Some things happen by accident and some things are inevitable, but there is often some internal relationship between accident and necessity.
For example, the changes in our county have definite and inevitable laws throughout the year, but which day of the year is the hottest, coldest, with the largest rainfall and snowfall in our county is uncertain and accidental.
(blackboard writing topic)
(B) teacher-student interaction, explaining the new lesson
1. Related concepts
(1) inevitable event: the event that will happen under condition S is called the inevitable event relative to condition S;
(2) Impossible events: events that will not happen under condition S are called impossible events relative to condition S;
(3) Deterministic events: inevitable events and impossible events are collectively referred to as deterministic events relative to condition S;
(4) Random events: events that may or may not occur under condition S are called random events relative to condition S;
Deterministic events and random events are collectively called events, which are generally represented by capital letters A, B, C ...
2. In the dice experiment, we can define many events, such as:
C 1 ={ 1 minute occurrence}; C2 ={ 2 minutes};
C3 ={ 3 minutes}; C4 ={ 4 minutes};
C5 = {appears at 5 o'clock}; C6 = {occurred at 6 minutes};
D 1 ={ The number of points appearing does not exceed1}; ? D2 ={ the number of occurrences is greater than 3};
D3 ={ occurrences less than 5};
E ={ the number of points appearing is less than 7}; F ={ the number of points that appear is greater than 6};
G ={ the number of points appearing is even}; H ={ the number of points appearing is odd};
……
Are they likely to happen?
3. Check the following events:
(1) The average temperature in summer in Shanghai is higher than that in winter.
(2) Stones thrown upward on the ground will fall;
The sun will rise in the east tomorrow.
Will these events happen? What is their project?
An inevitable event determines an event.
4. Check the following events:
(1) water at 50 degrees will boil at standard atmospheric pressure;
(2) melting steel at normal temperature and pressure;
(3) taking drugs makes people young forever.

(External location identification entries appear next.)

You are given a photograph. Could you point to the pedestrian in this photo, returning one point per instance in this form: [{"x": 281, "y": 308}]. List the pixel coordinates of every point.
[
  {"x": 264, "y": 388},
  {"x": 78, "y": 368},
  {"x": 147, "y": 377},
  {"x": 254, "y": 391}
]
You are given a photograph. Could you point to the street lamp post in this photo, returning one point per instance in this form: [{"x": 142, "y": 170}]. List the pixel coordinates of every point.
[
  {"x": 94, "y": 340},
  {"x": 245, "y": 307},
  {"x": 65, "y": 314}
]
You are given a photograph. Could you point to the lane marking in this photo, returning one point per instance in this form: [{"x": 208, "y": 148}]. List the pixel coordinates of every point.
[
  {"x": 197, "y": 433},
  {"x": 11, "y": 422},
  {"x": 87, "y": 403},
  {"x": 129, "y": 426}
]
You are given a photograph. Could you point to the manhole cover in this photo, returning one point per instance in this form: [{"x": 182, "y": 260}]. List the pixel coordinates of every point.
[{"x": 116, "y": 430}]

Will these events happen? What event?
Impossible, impossible event? Decisive event
5. Check the following events:
(1) Someone hit the target once;
(2) Select any TV channel that is broadcasting news;
(3) The number of dice is odd.
Are these events bound to happen? What is their project?
It may or may not happen, and it is a random event.
Example 1 Determine which of the following events is inevitable, which is impossible and which is random?
(1) "Throw a stone and fall".
(2) "Ice melts at standard atmospheric pressure and the temperature is lower than 0℃";
(3) "Someone hit the target with one shot";
(4) "If A > B, A-B > 0";
(5) "Flip a coin and heads will appear";
(6) "The conductor generates heat when electrified";
(7) "Take any one of the five labels marked with the numbers 1, 2, 3, 4 and 5 respectively to get the No.4 label";
(8) "One phone receives two calls within 1 minute";
(9) "Seeds can germinate without water";
(10) "Solder melts at room temperature".
A: According to the definition, events (1), (4) and (6) are inevitable events; Events (2), (9) and (10) are impossible events; Events (3), (5), (7) and (8) are random events.
(C) hands-on experiments, found the law
1. Frequency and times: repeat the test for n times under the same condition S, and observe whether there is an event A, and call the number of times that the event A appears in the n tests as the number of times that the event A appears; Let the ratio (a) of event A = the frequency of event A. 。
What is the frequency range?
The frequency of inevitable events is 1, and the frequency of impossible events is 0. So the frequency range is 0, 1.
Some test results of coin toss in history (see textbook P 1 12).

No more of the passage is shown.